Кандидатов в тираны отбирали при помощи черных или белых шаров, опускаемых в специальные амфоры, которые прозвали урнами. Наверное, это и дало толчок к появлению хорошо известного комментария касательно чистоты политики.
Тираном оказался толстый человечек на тощих ножках, который производил впечатление яйца, отложенного вверх ногами. Человечек сидел в своем кресле посреди мраморного зала, вокруг были раскиданы свитки и какие-то бумажные листы. Ножки его не доставали до мрамора, лицо было розовым. Аристократ что-то прошептал ему на ухо, и тиран поднял голову.
– А, омнианская делегация, – сказал он, и улыбка пробежала по его лицу, словно ящерица по камню. – Прошу всех садится.
Он снова опустил взгляд.
– Я – дьякон Ворбис из квизиции Цитадели, – холодно произнес Ворбис.
Тиран поднял взгляд и наградил его еще одной, такой же стремительной улыбкой.
– Знаю, знаю, – кивнул он. – Зарабатываете на жизнь пытками? Не стесняйтесь, дьякон Ворбис, присаживайтесь. И ваш молодой друг, который словно что-то потерял, тоже пусть присаживается. И все остальные. Служанки сейчас принесут виноград и закуски. Обычно так случается. Остановить их практически невозможно.
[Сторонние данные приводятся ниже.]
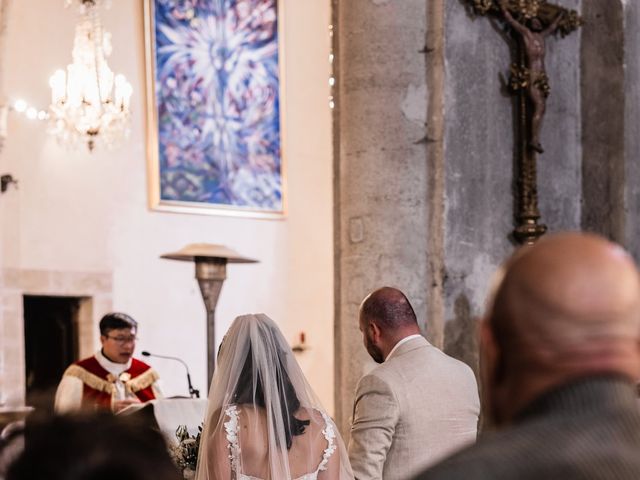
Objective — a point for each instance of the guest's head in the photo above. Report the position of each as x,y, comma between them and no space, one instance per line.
96,447
386,317
563,309
118,336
Перед троном тирана были расставлены скамьи. Омниане сели. Ворбис предпочел остаться стоять.
Тиран кивнул.
– Что ж, как хотите, как хотите…
– Это возмутительно! – рявкнул Ворбис. – К нам относятся…
– Значительно лучше, чем вы относились бы к нам, – мягко прервал его тиран. – Сидеть или стоять – это ваше дело, ваше святейшество, вы в Эфебе. Можете даже встать на голову, мне до того не будет никакого дела, только не думайте, будто я поверю в то, что, если бы я прибыл в Цитадель в поисках мира, мне бы позволили нечто иное, кроме как ползать перед вами на животе, вернее на том, что от него осталось. В общем, стойте, сидите, главное – помолчите немножко, я сейчас закончу.
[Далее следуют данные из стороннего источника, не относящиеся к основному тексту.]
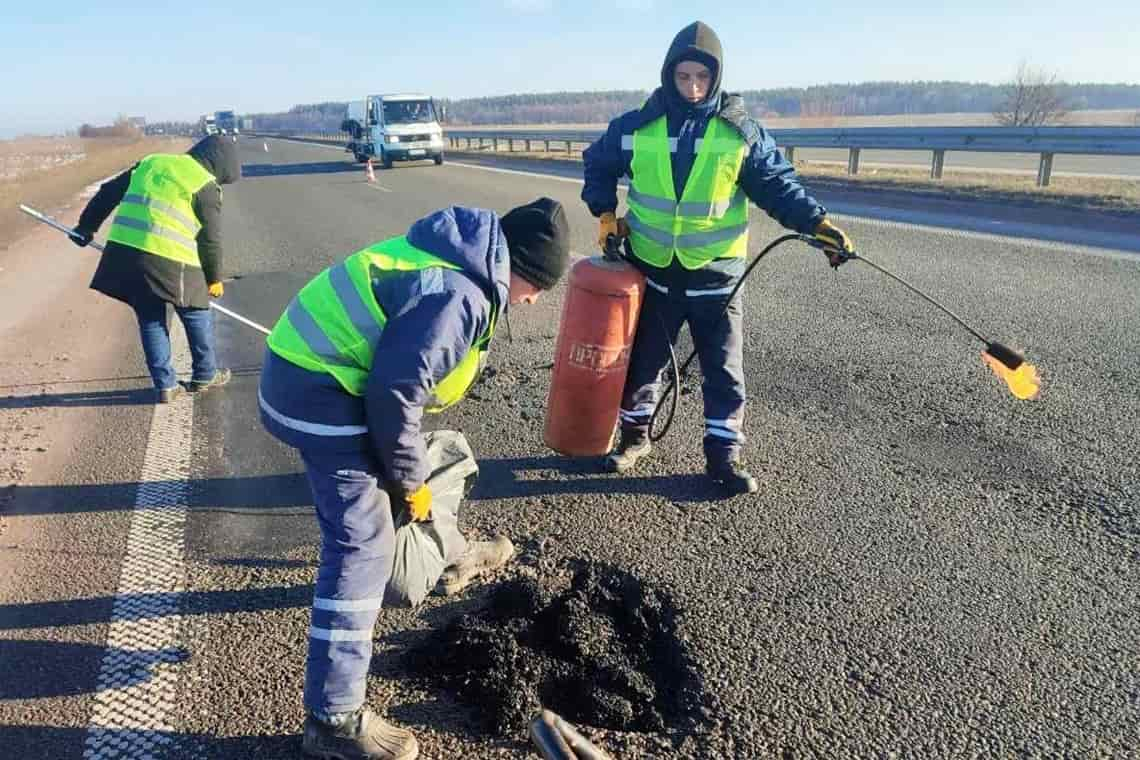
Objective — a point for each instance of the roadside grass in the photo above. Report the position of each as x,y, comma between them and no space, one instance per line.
43,172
– Что закончите? – спросил Ворбис.
– Мирный договор, – ответил тиран.
– Но мы как раз прибыли его обсуждать.
– О нет, – ящерица улыбки снова пробежала по его лицу. – Вы прибыли его подписать.
Ом глубоко вздохнул и двинулся дальше.
Лестница была довольно крутой, и он прочувствовал каждую ступеньку, пока катился по ней, по крайней мере, слава богам, что, прибыв вниз, он упал на брюхо.
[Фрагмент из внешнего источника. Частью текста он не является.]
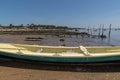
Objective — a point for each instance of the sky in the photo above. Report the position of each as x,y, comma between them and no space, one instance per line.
74,13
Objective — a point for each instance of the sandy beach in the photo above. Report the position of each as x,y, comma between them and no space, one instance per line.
22,70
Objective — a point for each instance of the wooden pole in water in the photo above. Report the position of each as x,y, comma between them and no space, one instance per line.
109,34
99,31
102,30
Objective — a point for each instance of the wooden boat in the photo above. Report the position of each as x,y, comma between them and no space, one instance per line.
61,54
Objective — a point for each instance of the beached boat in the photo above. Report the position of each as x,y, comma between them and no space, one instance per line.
60,53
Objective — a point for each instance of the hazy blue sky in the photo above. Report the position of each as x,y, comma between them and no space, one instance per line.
60,12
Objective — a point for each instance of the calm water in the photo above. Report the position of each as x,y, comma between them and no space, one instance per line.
114,37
Ом заблудился, правда куда предпочтительнее заблудиться в Эфебе, чем оказаться в подобном положении в Цитадели. По крайней мере, здесь нет таких зловещих подвалов.
– Библиотека, библиотека, библиотека…
Брута говорил, что в Цитадели тоже есть библиотека. Он даже описал ее, так что Ом примерно знал, что искать.
Внутри должна быть по меньшей мере одна книжка.
Мирные переговоры проходили не слишком успешно.
– Вы напали на нас! – утверждал Ворбис.
– Я бы назвал это обороной на упреждение, – возразил тиран. – Мы видели, что произошло с Истанзией, Бетреком и Ушистаном.
– Они познали истину Ома!
– Ага, – согласился тиран. – Видимо, в итоге они ее все-таки познали.
– И сейчас являются достойными членами Империи.
– Ну да, – снова согласился тиран, – в этом мы не сомневаемся, но предпочитаем вспоминать их такими, какими они были. Перед тем как вы послали им свои письма, заковывающие разум людей в кандалы.
– Это направило их на правильный путь, – изрек Ворбис.
– Кандальные Письма, – промолвил тиран. – Кандальные Письма к Эфебам. Забудьте Ваших Богов. Будьте Покорны. Учитесь Бояться. Не хватало только нам, проснувшись как-то утром, обнаружить на своей лужайке перед домом пятьдесят тысяч вооруженных легионеров.